I may have been sleep-deprived. I may not have eaten properly for days or weeks. But I kept to a schedule, attempting to get to everything within a two-week window of its release date.
And children's music became my Rock of Gibraltar. If I had an especially ominous interaction or could not turn off the conversations in my head, I turned on the next CD in my queue. These were not necessarily "happy" tunes. But overall, they diffused my dark mood so I could wake to face another day.
During the summer of 2015, I felt that my world had hit rock bottom (boy was I ever wrong). I took my older son (then 14) out to the beach, where he was only 17 miles from a special camp program. This gave him five hours of hands-on activity, for eight weekdays. Except it splintered the family and I witnessed a profound loneliness in him. He missed his younger brother, his shadow and protector. He could FaceTime with him and their mother. Occasionally he'd say "I'm sad" or "I'm okay," and I put my hand on his shoulder and we'd walk through town and make observations about people and stores and music. A lot about pop music that summer.
In retrospect, I can't imagine how I held it together at different junctions. I brought two CDs to review while we stayed at the beach. One of them was Renee & Friends' SIMPATICO. It contained the most emotionally devastating song I heard that year, "You Were Meant to Be" (duet with Glenn Phillips). It's a love song to a child, declaring that his or her birth was no accident, that the child turned a man and a woman into a family. It was a gut punch and I cried when it played. The second time through, I intentionally ensured my son was in the car so I could will myself not to tear up. No, it's not a happy children's song. But it's optimistic.
A month later I had a similar moment with Tim Kubart's Grammy-winning CD, HOME. It's a celebration of childhood, family, and shared bonding experiences. The first time I heard the title track, "Last Turn Home," I was driving back to the house with both sons. It had been a long day and they'd drifted off. But we were approaching the house, their home, the only home they've both ever known. The home and the family that I knew were coming to a close.
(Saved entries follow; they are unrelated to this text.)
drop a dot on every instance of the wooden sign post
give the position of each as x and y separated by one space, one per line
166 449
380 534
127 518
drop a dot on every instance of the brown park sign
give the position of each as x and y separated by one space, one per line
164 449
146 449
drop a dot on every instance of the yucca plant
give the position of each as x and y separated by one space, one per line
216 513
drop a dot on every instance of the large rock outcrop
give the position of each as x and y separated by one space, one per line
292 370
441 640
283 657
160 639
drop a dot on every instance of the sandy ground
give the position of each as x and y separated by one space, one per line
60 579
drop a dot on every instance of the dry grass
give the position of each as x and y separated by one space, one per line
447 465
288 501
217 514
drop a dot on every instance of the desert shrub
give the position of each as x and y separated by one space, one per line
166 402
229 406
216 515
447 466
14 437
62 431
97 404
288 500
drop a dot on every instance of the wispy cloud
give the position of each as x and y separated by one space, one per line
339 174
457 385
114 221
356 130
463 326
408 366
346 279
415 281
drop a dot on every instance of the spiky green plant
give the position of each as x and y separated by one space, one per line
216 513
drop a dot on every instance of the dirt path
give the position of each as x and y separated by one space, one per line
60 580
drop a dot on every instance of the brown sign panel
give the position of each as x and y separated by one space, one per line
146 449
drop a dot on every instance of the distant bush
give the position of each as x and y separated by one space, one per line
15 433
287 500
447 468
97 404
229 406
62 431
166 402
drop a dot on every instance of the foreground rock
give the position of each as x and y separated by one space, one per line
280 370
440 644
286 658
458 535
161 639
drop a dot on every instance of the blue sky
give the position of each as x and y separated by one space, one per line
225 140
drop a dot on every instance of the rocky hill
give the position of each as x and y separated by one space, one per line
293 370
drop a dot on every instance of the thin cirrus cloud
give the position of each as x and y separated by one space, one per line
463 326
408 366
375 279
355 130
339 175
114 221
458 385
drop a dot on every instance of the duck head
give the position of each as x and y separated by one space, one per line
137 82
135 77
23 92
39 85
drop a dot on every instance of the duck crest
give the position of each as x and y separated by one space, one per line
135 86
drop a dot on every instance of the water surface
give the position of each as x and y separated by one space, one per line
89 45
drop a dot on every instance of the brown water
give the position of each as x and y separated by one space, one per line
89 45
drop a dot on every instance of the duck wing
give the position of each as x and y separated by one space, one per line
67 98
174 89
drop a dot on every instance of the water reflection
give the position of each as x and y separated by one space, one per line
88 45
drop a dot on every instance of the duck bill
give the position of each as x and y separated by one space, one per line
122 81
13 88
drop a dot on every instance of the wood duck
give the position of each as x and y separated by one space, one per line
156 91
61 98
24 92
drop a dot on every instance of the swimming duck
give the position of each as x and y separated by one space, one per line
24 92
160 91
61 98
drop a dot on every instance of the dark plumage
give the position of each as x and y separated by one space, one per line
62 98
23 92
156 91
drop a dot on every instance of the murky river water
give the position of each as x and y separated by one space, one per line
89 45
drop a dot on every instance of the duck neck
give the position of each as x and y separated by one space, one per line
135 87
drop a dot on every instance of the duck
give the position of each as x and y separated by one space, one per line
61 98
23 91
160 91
I gripped the steering wheel tight with both hands and read between the lyrics. The song is about a journey, and the destination isn't really important as long as there's love there. Again, not entirely a happy children's song. But it's optimistic.
The closing track of HOME is called "Moving Day," which reinforces the album's concept of family as people and not a place. That theme became my mantra in 2016, when I repeatedly went through the "five stages," thinking I'd finished with two or three only to cycle back to the beginning. By the summer, we had relocated. By October, the bussing situation was rectified and the boys began to settle into their routines. I accepted some absences in my life. I filled some holes in my schedule. I continued to attend concerts, shoot videos, and write reviews.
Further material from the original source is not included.